Toll-like receptors (TLRs) are type-I transmembrane proteins that recognize a variety of pathogen-associated molecular patterns (PAMPs) from bacteria, viruses and fungi. In this way PAMPs serve as a first-line of defense against invading pathogens. Human TLRs can elicit overlapping yet distinct biological responses due to differences in cellular expression and activation of downstream signal transduction pathways (Akira et al., Adv Immunol, 78: 1-56, 2001). TLRs are characterized by an ectodomain composed of leucine-rich repeats (LRRs) and a cytoplasmic domain, known as a Toll/interleukin-1 receptor (TIR) domain. The LRR-containing ectodomain is responsible for recognition of PAMPs, while the cytoplasmic domain is required for downstream signaling. Studies have shown that LRR8 is involved in DNA and RNA recognition, whereas LRR17 is involved in nucleic acid binding (Smits et al., Oncologist, 13: 859-875, 2008).
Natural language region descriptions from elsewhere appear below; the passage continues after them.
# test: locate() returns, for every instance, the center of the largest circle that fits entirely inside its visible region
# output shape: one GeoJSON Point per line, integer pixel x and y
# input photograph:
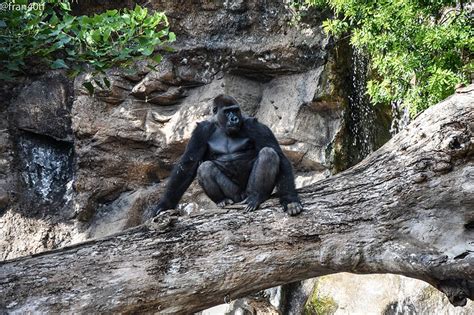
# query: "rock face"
{"type": "Point", "coordinates": [75, 166]}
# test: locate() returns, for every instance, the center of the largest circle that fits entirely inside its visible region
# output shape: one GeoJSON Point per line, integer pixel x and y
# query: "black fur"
{"type": "Point", "coordinates": [235, 158]}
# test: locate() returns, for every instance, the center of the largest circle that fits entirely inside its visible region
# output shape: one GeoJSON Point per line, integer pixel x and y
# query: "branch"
{"type": "Point", "coordinates": [406, 209]}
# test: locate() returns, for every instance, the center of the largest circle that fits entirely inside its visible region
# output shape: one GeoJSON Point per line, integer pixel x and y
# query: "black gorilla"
{"type": "Point", "coordinates": [236, 159]}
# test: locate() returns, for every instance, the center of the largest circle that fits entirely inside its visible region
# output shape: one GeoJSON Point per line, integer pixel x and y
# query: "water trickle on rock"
{"type": "Point", "coordinates": [362, 116]}
{"type": "Point", "coordinates": [400, 118]}
{"type": "Point", "coordinates": [46, 170]}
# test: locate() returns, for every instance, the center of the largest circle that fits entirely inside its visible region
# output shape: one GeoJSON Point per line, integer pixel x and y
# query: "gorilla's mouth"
{"type": "Point", "coordinates": [233, 129]}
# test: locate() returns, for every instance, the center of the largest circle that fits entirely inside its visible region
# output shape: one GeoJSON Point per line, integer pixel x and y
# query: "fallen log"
{"type": "Point", "coordinates": [406, 209]}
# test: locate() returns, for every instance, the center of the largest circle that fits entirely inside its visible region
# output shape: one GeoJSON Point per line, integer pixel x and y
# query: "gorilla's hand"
{"type": "Point", "coordinates": [293, 208]}
{"type": "Point", "coordinates": [252, 202]}
{"type": "Point", "coordinates": [160, 207]}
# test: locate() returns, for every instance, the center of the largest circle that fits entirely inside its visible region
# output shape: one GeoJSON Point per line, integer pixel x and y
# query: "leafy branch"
{"type": "Point", "coordinates": [52, 37]}
{"type": "Point", "coordinates": [419, 51]}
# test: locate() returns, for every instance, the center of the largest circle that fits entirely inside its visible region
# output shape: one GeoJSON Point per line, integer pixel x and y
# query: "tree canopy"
{"type": "Point", "coordinates": [419, 51]}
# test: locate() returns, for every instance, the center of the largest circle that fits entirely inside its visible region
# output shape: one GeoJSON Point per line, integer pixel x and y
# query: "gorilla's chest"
{"type": "Point", "coordinates": [221, 144]}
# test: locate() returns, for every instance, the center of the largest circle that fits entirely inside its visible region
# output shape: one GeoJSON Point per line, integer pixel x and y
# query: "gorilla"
{"type": "Point", "coordinates": [236, 159]}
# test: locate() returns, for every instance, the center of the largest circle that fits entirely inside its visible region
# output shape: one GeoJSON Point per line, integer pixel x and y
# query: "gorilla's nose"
{"type": "Point", "coordinates": [234, 120]}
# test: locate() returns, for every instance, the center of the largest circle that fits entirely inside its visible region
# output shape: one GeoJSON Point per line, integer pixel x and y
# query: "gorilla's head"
{"type": "Point", "coordinates": [227, 113]}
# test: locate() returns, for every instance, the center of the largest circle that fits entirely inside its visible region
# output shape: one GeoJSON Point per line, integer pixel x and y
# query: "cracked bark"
{"type": "Point", "coordinates": [407, 209]}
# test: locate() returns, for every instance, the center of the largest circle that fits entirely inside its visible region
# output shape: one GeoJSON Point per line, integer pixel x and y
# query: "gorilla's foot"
{"type": "Point", "coordinates": [225, 202]}
{"type": "Point", "coordinates": [294, 208]}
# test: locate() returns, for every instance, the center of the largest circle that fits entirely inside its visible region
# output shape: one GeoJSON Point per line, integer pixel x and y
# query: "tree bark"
{"type": "Point", "coordinates": [406, 209]}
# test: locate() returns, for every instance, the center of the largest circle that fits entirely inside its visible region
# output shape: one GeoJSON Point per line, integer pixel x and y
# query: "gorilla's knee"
{"type": "Point", "coordinates": [269, 155]}
{"type": "Point", "coordinates": [205, 170]}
The TLRs located in the plasma membrane recognize bacterial membrane components, whereas the TLRs that detect nucleic acid-based ligands are predominately located within endosomal compartments. The nucleic acid-sensing TLRs include TLR3, TLR7, TLR8, and TLR9. TLR3 recognizes double-stranded RNA, TLR7 and TLR8 recognize single-stranded RNA, and TLR9 recognizes bacterial and viral DNA as well as synthetic oligodeoxynucleotides containing unmethylated CG dinucleotides (Akira and Hemmi, Immunol Lett, 85:85-95, 2003).
TLR8 belongs to the same subfamily as TLR7 and TLR9 and is highly homologous to TLR7 (Liu et al., Mol Immunol, 47:1083-90, 2010). Even so, the specificity of TLR8 for RNA and synthetic small molecules with a structure related to nucleic acids is not identical to that of TLR7 (Medzhitov et al., Immunol Rev, 173:-89-97, 2000). For instance, some ssRNA synthetic sequences containing repetitive A/U motifs are able to specifically activate TLR8 but not TLR7 (Gorden et al., J Immunol, 174:1259-68, 2005). Further, in humans, TLR8 is highly expressed in monocytes, macrophages, myeloid dendritic cells (mDC) and neutrophils, whereas TLR7 in blood cells is principally expressed in plasmacytoid dendritic cells (pDCs), B-cells, and neutrophils. Because of this difference in cellular expression, triggering by RNA through TLR7 in blood leads to a response dominated by Type I interferon (IFN) production, whereas activation through TLR8 induces multiple pro-inflammatory cytokines such as TNF, IL-12, IL-6, IL-8 and IL-1 (Barrat et al., J Exp Med, 202:1131-9, 2005; and Gorden et al., J Immunol, 174:1259-68, 2005).
TLRs have been implicated in various autoimmune and inflammatory diseases, with the clearest example being the role played by TLR9 and TLR7 in the pathogenesis of systemic lupus erythematosus (Barrat and Coffman, Immunol Rev, 223:271-283, 2008). Additionally, a TLR8 polymorphism has been associated with rheumatoid arthritis (Enevold et al., J Rheumatol, 37:905-10, 2010). Although various TLR7, TLR8 and TLR9 inhibitors have been described, additional TLR inhibitors are desirable. In particular, polynucleotides having inhibitory motifs for one or more of TLR7, TLR8 and TLR9 are needed to precisely inhibit an immune response in a subject (e.g., patient having an autoimmune disease or an inflammatory disorder).
Additionally, several polynucleotides have been identified, which inhibit R848-induced cytokine secretion by mouse splenocytes. Mouse TLR8, however, lacks the ability to respond to ssRNA ligands, RNA viruses or small molecules, all of which have been shown to activate human TLR8 (Heil et al., Science, 303:1526-9, 2004; Jurk et al. Nat Immunol, 3:499, 2002; Hemmi et al., Nat. Immunol, 3:196-200, 2002; and Lund et al., PNAS, 101:5598-603, 2004). Further, by comparing amino acid sequences, TLR8 of mice and rats was found to lack a five amino-acid sequence required for ligand recognition in man (Liu et al., Mol Immunol, 47:1083-90, 2010). Thus polynucleotides having inhibitory motifs for human TLR8 are desirable for use in human subjects.